Indonesia's censorship board made the ruling late Tuesday, but officials said they were unable to explain on what grounds the film "Balibo" had been banned.
A planned private screening organised by the Jakarta Foreign Correspondents Club was canceled at last minute after authorities told the organisers they would be risk prosecutions.
The ban also means that the film cannot be screened at the Jakarta International Film Festival, scheduled to begin Friday.
"We have been notified that the film didn't pass censorship," said Evi Julia, a Jiffest organiser.
Foreign Ministry spokesman Teuku Faizasyah said it "could hurt ties between Indonesia and Australia."
But he stressed that the ban was fully under the jurisdiction of the censorship board, and said the ministry did not intervene.
The film portrays five Australian-based journalists who were executed on the orders of Indonesian military chiefs to prevent news of the invasion reaching the outside world.
Jakarta has always maintained that the five died in crossfire as Indonesian troops fought East Timorese Fretilin rebels in Balibo.

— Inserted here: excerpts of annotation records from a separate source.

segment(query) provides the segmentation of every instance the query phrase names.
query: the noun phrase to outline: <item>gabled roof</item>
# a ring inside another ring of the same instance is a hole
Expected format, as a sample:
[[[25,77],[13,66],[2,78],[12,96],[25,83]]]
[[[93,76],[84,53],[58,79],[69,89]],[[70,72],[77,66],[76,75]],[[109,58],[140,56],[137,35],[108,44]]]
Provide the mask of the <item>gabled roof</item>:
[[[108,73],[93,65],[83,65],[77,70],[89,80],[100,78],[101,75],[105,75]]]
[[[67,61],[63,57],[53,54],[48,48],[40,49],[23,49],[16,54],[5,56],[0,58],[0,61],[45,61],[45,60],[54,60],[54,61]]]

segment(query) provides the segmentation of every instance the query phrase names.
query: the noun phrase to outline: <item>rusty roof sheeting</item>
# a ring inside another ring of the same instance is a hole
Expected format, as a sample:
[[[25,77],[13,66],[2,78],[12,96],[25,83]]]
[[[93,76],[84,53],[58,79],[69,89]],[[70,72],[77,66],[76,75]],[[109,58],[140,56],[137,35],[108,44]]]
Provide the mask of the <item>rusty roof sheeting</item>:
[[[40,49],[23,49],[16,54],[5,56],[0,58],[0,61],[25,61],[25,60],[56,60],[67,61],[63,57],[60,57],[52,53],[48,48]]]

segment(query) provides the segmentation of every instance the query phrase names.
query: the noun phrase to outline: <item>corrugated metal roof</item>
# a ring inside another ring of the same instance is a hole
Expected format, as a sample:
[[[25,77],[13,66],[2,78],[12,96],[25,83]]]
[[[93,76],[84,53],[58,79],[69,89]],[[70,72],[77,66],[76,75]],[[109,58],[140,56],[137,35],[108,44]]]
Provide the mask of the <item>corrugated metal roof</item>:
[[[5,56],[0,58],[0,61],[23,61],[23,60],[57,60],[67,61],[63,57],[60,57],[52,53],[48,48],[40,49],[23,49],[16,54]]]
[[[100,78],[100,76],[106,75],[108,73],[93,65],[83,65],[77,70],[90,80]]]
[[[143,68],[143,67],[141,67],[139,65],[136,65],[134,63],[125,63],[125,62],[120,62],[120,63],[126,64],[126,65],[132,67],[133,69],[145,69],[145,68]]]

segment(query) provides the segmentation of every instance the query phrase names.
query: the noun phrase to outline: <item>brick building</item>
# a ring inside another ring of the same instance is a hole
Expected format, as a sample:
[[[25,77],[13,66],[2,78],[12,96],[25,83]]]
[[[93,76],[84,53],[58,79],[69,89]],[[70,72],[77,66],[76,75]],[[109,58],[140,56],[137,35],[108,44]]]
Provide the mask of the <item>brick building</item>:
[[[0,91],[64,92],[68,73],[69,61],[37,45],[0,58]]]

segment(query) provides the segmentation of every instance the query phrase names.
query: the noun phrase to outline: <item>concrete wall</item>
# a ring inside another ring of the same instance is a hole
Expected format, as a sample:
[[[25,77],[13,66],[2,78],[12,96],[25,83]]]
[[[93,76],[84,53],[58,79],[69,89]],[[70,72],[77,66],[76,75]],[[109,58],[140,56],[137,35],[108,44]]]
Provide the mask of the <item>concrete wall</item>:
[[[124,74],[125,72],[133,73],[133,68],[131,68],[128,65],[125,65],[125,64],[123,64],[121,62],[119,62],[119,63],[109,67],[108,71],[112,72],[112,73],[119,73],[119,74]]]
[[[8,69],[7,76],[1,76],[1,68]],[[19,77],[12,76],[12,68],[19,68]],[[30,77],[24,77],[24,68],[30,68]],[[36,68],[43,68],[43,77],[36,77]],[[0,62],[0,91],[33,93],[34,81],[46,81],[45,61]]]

An Australian coroner's investigation two years ago concluded that the journalists were shot and stabbed repeatedly by soldiers as they tried to surrender. The coroner called for war crimes charges against several Indonesian officers, including Captain Yunus Yosfiah who rose to become information minister in the late 1990s.
Australian police earlier this year launched a war crimes investigation into the deaths in the town of Balibo and a sixth reporter who died weeks later in the assault on Dili, East Timor's capital.